Optimal biodiesel-additive synthesis under infrared excitation using pork bone supported-Sb catalyst: Engine performance and emission analyses

Abstract

Glycerol (G) acetic acid (AA) esterification was conducted in an infrared irradiation (IRI) aided batch reactor for maximization of diacetin and triacetin yield (DT) using pork bone derived hydroxyapatite supported antimony (Sb) oxide catalyst. The catalyst possessed appreciable 40m2/g specific surface area; 4.5nm modal pore diameter and 0.0485cc/g pore volume with prominent Sb2O5 crystalline phase. Under derived optimal condition, 40% Sb precursor loading, 100°C reaction temperature and 6:1 AA:G mole ratio resulted maximum DT yield (88±1%).
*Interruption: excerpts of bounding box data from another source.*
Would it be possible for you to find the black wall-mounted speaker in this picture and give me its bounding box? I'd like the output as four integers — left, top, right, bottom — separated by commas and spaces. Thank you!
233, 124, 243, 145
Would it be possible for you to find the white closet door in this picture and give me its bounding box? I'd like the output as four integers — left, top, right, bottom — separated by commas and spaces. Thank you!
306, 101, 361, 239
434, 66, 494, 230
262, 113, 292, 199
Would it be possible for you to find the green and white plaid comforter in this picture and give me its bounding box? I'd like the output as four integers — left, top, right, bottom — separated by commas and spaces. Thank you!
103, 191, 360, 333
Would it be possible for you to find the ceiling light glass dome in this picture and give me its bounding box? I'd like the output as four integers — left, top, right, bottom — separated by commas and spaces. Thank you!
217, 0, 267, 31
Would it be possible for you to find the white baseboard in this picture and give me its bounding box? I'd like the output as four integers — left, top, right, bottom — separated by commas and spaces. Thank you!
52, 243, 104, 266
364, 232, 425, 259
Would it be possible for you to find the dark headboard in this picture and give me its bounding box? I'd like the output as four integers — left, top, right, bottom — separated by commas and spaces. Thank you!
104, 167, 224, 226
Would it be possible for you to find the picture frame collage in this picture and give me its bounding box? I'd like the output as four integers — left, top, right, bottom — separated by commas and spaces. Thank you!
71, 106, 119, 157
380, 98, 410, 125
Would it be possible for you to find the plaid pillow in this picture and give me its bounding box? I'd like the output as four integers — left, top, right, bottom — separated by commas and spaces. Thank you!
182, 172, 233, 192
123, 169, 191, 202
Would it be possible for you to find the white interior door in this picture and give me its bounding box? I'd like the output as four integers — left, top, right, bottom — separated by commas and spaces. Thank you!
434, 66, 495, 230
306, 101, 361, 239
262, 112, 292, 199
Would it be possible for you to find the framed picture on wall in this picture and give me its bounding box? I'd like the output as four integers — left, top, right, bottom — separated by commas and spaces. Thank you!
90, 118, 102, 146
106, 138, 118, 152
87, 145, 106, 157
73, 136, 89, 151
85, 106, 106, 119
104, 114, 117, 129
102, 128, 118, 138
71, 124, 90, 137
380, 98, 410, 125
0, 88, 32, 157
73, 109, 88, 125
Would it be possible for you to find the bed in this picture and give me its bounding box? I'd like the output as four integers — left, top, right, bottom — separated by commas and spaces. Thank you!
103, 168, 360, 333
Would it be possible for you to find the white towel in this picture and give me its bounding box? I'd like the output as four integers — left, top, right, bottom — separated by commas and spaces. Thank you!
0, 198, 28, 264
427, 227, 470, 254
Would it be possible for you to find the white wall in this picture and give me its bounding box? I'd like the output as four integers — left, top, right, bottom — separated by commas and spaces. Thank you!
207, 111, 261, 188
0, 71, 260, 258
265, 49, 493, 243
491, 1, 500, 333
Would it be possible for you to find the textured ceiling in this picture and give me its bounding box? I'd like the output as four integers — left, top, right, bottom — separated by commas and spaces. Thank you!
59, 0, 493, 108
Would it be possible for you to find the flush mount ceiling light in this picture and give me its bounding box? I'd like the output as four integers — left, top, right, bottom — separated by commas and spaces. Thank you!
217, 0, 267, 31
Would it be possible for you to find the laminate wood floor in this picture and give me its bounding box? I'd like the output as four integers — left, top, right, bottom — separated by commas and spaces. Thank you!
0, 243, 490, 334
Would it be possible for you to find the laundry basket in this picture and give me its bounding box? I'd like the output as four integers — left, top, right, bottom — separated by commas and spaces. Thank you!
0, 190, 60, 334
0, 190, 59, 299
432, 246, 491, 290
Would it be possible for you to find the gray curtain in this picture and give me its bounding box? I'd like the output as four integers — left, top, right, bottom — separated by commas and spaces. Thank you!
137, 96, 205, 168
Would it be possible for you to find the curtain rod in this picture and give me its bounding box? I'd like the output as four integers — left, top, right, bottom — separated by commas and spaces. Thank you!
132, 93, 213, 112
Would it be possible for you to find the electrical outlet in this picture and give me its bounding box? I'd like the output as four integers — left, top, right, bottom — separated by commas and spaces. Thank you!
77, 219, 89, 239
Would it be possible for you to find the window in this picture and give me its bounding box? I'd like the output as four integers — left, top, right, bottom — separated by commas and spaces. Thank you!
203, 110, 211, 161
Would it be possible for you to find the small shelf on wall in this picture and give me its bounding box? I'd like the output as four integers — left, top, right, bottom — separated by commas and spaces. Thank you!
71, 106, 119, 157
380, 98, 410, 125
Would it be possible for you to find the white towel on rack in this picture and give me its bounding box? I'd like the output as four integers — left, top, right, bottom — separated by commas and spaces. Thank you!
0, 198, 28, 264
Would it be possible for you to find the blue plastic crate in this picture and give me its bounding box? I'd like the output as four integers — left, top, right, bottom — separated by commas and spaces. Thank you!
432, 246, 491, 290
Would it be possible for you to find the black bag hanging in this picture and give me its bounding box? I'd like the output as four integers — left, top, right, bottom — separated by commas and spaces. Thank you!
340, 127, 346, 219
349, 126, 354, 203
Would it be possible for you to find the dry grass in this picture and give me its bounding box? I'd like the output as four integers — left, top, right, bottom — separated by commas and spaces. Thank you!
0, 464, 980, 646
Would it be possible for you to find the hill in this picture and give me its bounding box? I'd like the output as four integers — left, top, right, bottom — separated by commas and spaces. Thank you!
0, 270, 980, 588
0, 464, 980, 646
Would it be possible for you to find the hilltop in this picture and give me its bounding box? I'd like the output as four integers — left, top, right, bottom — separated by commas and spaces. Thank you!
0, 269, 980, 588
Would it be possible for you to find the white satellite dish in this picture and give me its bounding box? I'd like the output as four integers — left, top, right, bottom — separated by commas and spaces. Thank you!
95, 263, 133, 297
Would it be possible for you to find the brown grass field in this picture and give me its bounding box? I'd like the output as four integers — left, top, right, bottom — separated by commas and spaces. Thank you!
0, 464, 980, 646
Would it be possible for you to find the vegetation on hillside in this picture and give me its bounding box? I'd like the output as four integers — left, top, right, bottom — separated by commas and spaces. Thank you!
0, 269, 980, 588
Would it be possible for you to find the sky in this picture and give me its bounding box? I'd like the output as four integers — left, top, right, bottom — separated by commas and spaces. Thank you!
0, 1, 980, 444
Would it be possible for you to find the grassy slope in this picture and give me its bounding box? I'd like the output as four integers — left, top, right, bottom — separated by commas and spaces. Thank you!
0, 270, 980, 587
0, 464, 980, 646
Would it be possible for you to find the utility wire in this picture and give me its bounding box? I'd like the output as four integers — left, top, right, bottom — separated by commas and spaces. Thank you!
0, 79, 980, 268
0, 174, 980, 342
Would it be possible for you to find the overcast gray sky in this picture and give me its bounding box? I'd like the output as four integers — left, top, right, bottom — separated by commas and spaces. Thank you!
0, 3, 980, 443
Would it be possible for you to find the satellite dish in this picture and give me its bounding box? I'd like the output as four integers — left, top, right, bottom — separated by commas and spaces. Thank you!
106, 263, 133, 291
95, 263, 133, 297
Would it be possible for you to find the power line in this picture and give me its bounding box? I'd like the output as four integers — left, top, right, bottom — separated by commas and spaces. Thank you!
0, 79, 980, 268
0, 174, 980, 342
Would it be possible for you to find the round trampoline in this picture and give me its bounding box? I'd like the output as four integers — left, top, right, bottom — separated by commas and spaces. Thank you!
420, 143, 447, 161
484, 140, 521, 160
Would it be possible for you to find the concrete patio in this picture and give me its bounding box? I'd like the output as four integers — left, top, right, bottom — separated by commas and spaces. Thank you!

Notably, to achieve maximum DT yield (88±1%), conventionally heated batch reactor consumed 6 times more energy (reaction time 6h at 300J/s energy input rate) in comparison with IRI reactor (reaction time 2h at 150J/s energy input rate), indicating remarkable energy-efficiency of IRI. Additionally, synthesized product as additive to palm biodiesel evinced emission reduction by 50% and 20% for CO and HC respectively with 2 degrees depression in pour point.